The life cycle of literature runs from birth through infancy, childhood, adulthood, middle age, and old age culminating in death. It is the subject of art, literature, and philosophic reflection. But the late and early twentieth century added some additional components to our life cycle. There is the peri-fertilization period when sperm or eggs form, unite, and a pre-implantation embryo forms. It leaves the oviduct and implants in the uterus. Those events from fertilization to implantation take about five days. The next fifty days are associated with something called organogenesis. The body symmetry is laid out; head vs. tail, dorsal (back) vs. ventral (belly), left vs. right side, and the various systems are established producing organs. After the 55th day we become a fetus and enlarge and perfect those organ systems.

Here’s the problem. A woman does not look pregnant during those first 55 days. She may not even be aware she is pregnant for three or four weeks after fertilization. It is the most vulnerable stage of her pregnancy because there are agents that can interfere with organ formation. Such agents are called teratogens.

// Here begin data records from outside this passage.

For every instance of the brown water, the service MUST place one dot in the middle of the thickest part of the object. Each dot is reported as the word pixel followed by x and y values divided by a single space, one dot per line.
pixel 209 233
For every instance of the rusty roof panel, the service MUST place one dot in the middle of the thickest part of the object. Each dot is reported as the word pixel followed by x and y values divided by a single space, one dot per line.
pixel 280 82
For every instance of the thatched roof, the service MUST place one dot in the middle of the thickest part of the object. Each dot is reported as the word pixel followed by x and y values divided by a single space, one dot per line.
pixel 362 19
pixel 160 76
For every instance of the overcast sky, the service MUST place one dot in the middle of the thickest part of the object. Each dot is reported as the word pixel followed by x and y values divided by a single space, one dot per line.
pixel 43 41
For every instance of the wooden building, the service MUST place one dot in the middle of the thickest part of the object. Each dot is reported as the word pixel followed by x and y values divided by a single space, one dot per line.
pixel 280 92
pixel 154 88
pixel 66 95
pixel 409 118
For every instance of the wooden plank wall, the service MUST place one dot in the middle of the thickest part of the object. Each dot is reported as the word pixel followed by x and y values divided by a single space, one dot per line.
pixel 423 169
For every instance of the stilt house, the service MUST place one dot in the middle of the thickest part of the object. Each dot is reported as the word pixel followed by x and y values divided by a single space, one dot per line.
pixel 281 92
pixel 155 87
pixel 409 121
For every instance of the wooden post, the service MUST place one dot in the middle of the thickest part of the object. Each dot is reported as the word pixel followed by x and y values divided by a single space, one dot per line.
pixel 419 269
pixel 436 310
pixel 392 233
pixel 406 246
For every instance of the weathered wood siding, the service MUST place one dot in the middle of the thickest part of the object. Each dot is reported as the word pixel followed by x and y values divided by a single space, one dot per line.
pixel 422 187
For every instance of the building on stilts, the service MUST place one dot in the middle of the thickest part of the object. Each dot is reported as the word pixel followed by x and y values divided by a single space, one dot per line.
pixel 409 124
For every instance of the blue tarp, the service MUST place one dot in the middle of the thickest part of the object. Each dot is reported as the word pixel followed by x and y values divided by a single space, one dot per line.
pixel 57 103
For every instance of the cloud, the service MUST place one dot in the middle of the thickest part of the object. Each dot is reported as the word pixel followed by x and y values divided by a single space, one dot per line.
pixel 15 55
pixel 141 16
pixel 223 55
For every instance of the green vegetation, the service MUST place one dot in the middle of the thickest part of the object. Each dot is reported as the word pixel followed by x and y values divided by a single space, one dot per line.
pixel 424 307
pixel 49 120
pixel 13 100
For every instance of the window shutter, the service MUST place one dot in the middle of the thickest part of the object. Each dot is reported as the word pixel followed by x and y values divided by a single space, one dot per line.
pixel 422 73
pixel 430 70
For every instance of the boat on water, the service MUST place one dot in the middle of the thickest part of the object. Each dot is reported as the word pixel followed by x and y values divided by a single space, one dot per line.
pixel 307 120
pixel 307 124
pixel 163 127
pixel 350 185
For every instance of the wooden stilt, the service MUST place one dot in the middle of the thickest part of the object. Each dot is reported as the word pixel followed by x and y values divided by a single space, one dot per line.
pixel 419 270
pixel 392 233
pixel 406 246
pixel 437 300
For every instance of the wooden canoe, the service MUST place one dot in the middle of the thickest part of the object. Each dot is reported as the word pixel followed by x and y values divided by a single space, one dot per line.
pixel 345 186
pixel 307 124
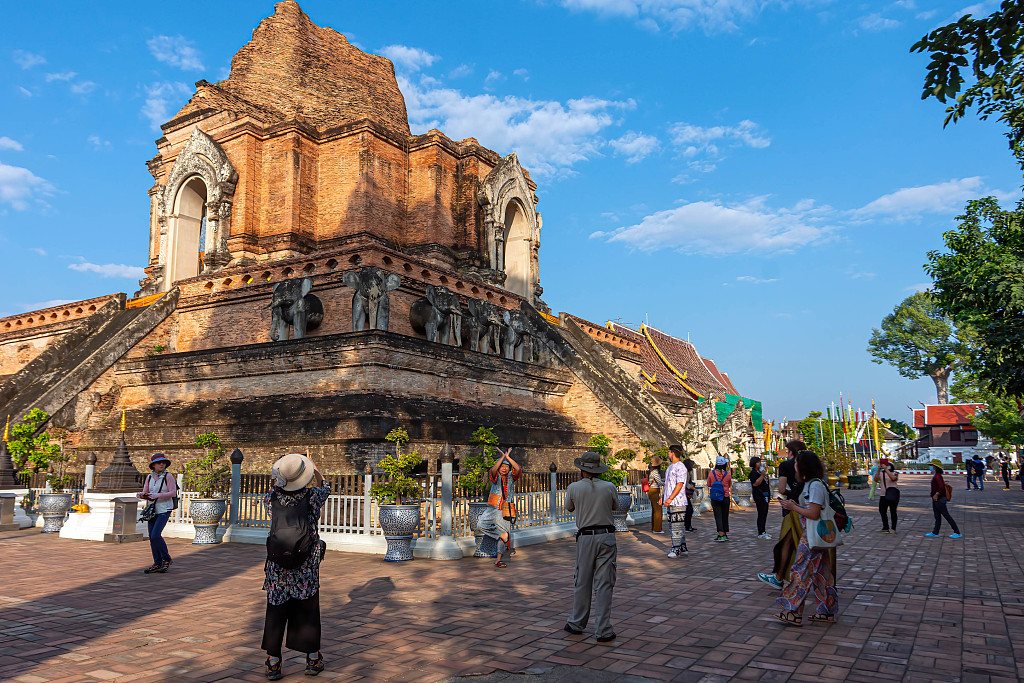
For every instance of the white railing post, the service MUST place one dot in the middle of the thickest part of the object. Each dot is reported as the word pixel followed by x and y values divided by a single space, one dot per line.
pixel 553 495
pixel 368 480
pixel 237 459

The most well known teratogen was thalidomide, an over the counter tranquillizer made in Germany and sold to millions of people in Europe in the late 1950s and early 1960s. It led to the formation of 8,000 babies with missing or deformed arms or legs and other birth defects and an unknown number of aborted embryos that were incompatible with further life. The US was lucky, Dr. Frances Kelsey at our Food and Drug Administration felt it had not been tested sufficiently. She did not like reports of long-lasting constipation and peripheral neuritis (numbness or tingling sensations of the arms and legs) reported in Germany. Despite howls of protest about overregulation and government red tape harming industry from the American company hoping to market it, she stuck to her role as a protector of public health.

There are other agents that damage organ formation. Alcohol leads to a fetal alcoholism syndrome. Exposure of the pregnant woman in early pregnancy with German measles can lead to damaged hearts and brains. Parasites in feces of household pets (toxoplasma) can cause such damage. X-rays (especially exposure to occupational or repeated doses) can be damaging to an embryo. What does this tell us? It tells us that women need to protect themselves in early pregnancy when they are most at risk. They should have their husbands clean up the cat or dog excretions. They should avoid over the counter self-medication or prescription drugs unless they have asked an important question to their physicians: “Has this product been tested for teratogenicity?” Memorize it. Write it on a card and keep it in your purse. Most physicians, health providers, and pharmacists are conscientious and they will look up that possibility for you.

As in most concerns about our human biology, it is not easy to test everything new entering the market. Testing on pregnant mice and rabbits is one way to see if new products damage organ formation. We need that regulation to prevent future disasters.